A look back to Jerome Kerwin can serve as a reminder to us how long we have waited for Pope Francis’ call to engage the church as a kind of political community through the synodal process—one rich with possibility, but only if we are ready for it. As a graduate student at Columbia University, Kerwin wrote his master’s thesis about the Council of Basel, which took place between 1431 and 1445. The council was a disaster: The main issue was what historians call conciliarism, the idea that a council made up of bishops could function as a sort of legislative assembly while the pope is merely an executive who carries out what the council decides. In plain fact, what Basel proposed was a sort of democratic representation in the church that would have sidelined the pope’s authority.

Not only did Pope Eugene IV strenuously object (futilely trying to dissolve the council, but no one would go home), but the political machinations of the feudal powers who all had interests at stake in the church collided with the messiness that you’ll find in any democratic process or legislative assembly. Basel fizzled out in 1445, and Kerwin’s appraisal was tart: “Democracy in the Church had its trial at Basel; unfortunately it lent itself to the selfish, nationalistic desires of [those who attended].” The selfish motives of interested parties kept conciliarism from becoming the model for the church, and that was that.

The church can be lived in as a republic or a political community, but it still must be a community based on faith.

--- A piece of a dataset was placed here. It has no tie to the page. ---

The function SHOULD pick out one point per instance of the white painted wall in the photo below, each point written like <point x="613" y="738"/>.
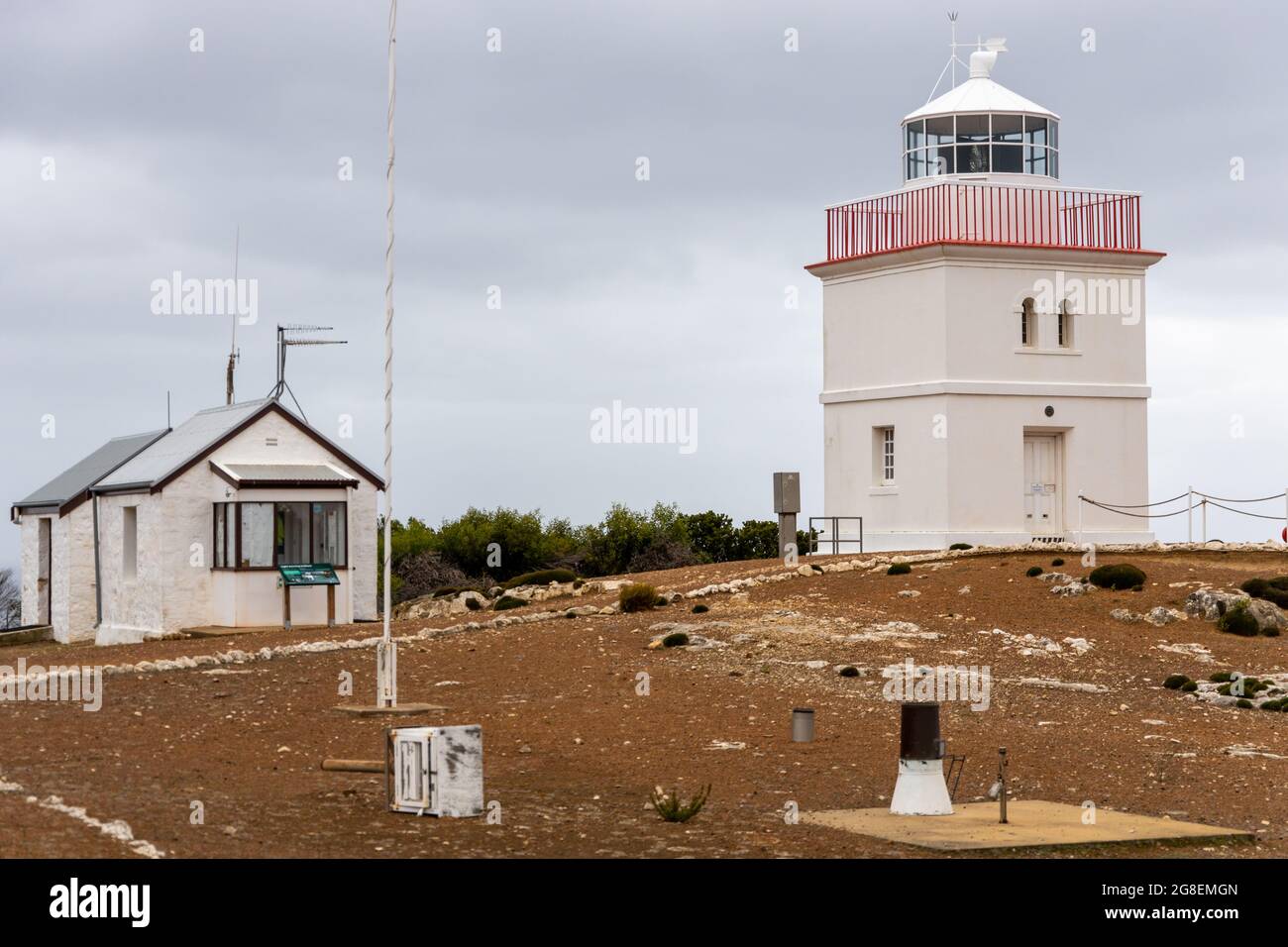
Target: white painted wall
<point x="927" y="342"/>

A community based on faith

I mention Kerwin and Basel this way because of something Pope Francis said in October 2015 when the Synod on the Family got underway: "The synod is not a parliament, where in order to reach consensus we start to negotiate, making deals and compromises. The lone method in the synod is to listen to the Holy Spirit.”

This is a significant point. It is important to think of the church as a kind of political community, as much as it is also good and important for us to hold politics itself in esteem and to see it as something noble, dignified and honorable. But for as much as the church is and can be lived in as a political community or a sort of republic, it is not a political community in exactly the same way as the Dominion of Canada or the United States of America or the United Kingdom. Those other political communities are political communities based on reason and interest. The church can be lived in as a republic or a political community, but it still must be a community based on faith.

This is why what Pope Francis has said about the method of the synod is so important: “to listen to the Holy Spirit,” who in fact is the legislator and the executive and the judiciary, while we each are full citizens. In other words, I am saying that this synodal church we are invited to become still depends on us. It depends on our seeing the church as a republic of faith, a place where we gather and discern and listen together all as equals. It depends on not bringing our own interests and reasons and agendas to the church. And that can be very difficult.

This, however, is the challenge that Pope Francis is inviting us to accept, the challenge to live the mature faith that Jerome Kerwin hoped one day we would reach. Whether purification comes or frustration continues, that is entirely up to us.